Kapal induk Amerika Serikat USS George H.W. Bush bersama kapal-kapal pengawalnya dilaporkan berlayar memutari Afrika bagian selatan untuk menuju kawasan Timur Tengah. Rute ini dipilih dengan menghindari Laut Merah dan Bab el-Mandeb guna mengantisipasi kemungkinan serangan dari kelompok Houthi, menurut laporan USNI News pada Selasa (14/4).
Demi alasan keamanan, kapal induk tersebut juga tidak melintasi Selat Gibraltar menuju Laut Mediterania, rute yang umumnya digunakan kapal induk berbasis Pantai Timur AS saat bergerak ke Timur Tengah. Dalam laporan yang sama, kapal itu disebut bersiap bergabung dengan kekuatan angkatan laut AS yang terus bertambah di Laut Arab.

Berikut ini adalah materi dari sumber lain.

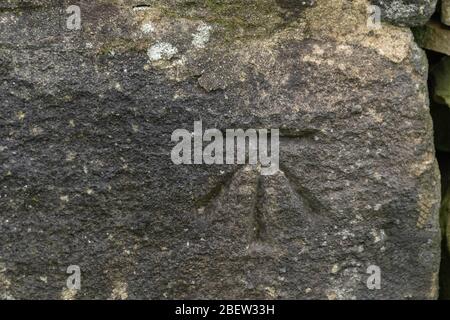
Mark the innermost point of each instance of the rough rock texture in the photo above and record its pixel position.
(441, 117)
(445, 12)
(406, 12)
(433, 36)
(441, 81)
(86, 176)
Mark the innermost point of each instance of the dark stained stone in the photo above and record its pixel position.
(86, 176)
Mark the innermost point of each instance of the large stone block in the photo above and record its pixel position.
(407, 12)
(87, 179)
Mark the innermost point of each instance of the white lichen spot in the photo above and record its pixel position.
(70, 156)
(68, 294)
(20, 115)
(201, 37)
(161, 51)
(335, 269)
(119, 291)
(147, 28)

Pergerakan armada itu terjadi di tengah langkah militer AS di kawasan. Pada hari yang sama, Komando Pusat AS mulai memberlakukan blokade di jalur perairan terkait, sebagai tindak lanjut dari arahan Presiden Donald Trump setelah perundingan antara Washington dan Teheran dilaporkan gagal mencapai kesepakatan.
Sebelumnya, Iran dan Amerika Serikat memulai pembicaraan di Islamabad pada Sabtu, setelah Trump mengumumkan telah mencapai kesepakatan dengan Teheran terkait gencatan senjata selama dua pekan. Namun pada Ahad (12/4) pagi, Pemimpin Delegasi AS, Wakil Presiden J.D. Vance, menyatakan perundingan tersebut tidak menghasilkan kesepakatan dan delegasi AS akan pulang tanpa hasil.
Setelah itu, pada Senin (13/4), Amerika Serikat memulai blokade angkatan laut terhadap seluruh lalu lintas maritim yang masuk atau keluar dari pelabuhan Iran di tengah gencatan senjata. Kebijakan ini dinilai meningkatkan kemungkinan kedua negara kembali terseret ke konfrontasi di sekitar Selat Hormuz sekaligus mengancam kelangsungan gencatan senjata sementara.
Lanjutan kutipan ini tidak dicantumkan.